I have always enjoyed the transition from summer to fall. September is a busy month at our house: we celebrate two birthdays and our anniversary so is the Utah State Fair September 8-18. After years of missing the Fair, I promised Jill that we were absolutely going to the Fair this year. When I stepped into the park, a vision of crazy roommates turned carnival barkers made me smile.

The last week of August 1982, a couple of roommates (brothers) invited me to travel the state and county fair circuit with them and sell Teflon coated cookware.

"You only have to pitch in $500," one said.

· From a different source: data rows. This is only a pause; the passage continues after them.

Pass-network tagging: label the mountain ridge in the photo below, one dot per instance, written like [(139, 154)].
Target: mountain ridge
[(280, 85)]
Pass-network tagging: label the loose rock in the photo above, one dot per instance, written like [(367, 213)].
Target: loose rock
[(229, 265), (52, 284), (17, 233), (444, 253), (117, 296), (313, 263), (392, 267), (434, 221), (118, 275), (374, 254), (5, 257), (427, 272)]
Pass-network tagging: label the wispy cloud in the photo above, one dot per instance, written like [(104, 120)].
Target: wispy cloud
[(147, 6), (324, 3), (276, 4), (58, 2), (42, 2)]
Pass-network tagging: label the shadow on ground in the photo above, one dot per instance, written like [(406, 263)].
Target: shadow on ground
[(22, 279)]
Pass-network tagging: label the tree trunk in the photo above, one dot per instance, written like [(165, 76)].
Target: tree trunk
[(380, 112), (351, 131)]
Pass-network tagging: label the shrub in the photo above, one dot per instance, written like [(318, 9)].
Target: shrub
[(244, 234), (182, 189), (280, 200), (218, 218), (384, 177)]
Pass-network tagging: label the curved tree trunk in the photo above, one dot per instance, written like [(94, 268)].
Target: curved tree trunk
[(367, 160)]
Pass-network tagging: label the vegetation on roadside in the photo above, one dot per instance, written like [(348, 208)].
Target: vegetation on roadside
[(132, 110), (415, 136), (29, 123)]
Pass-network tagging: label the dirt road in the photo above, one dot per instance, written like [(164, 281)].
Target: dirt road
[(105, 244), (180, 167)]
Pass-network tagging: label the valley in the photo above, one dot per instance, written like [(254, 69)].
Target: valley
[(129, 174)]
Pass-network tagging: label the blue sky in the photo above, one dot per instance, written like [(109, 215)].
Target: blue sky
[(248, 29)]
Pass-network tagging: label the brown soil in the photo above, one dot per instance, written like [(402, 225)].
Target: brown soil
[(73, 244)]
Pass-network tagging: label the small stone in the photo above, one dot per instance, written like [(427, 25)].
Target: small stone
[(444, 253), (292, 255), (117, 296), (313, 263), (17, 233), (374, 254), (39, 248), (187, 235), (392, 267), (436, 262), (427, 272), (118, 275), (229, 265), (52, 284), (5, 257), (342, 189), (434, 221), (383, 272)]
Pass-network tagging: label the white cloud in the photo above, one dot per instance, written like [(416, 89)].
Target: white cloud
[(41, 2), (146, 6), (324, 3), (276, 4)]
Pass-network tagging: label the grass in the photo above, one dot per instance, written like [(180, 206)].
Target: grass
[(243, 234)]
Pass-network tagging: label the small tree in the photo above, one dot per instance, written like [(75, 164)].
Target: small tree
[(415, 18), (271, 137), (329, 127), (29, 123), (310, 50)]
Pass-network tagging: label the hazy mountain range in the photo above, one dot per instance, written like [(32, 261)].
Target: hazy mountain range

"To buy inventory," the other said with a wink.

I had the money, but I was going back home to attend college. But I almost changed my mind.

I had been cutting firewood north of Ashton, Idaho, since the middle of July. The work was hard, dusty, and sticky. Many of the trees were huge yellow pine, which had sap oozing from every pore, but I didn't mind. Filling a low riding two wheel drive Dodge Ram truck with a 12 foot stake body (A stake body truck is essentially a flatbed truck with built-in sockets surrounding the edge of the bed. This enables the user to install upright stakes to create a “fence” around the load) requires a lot of effort. My work truck carried approximately 4000 lbs of cut logs.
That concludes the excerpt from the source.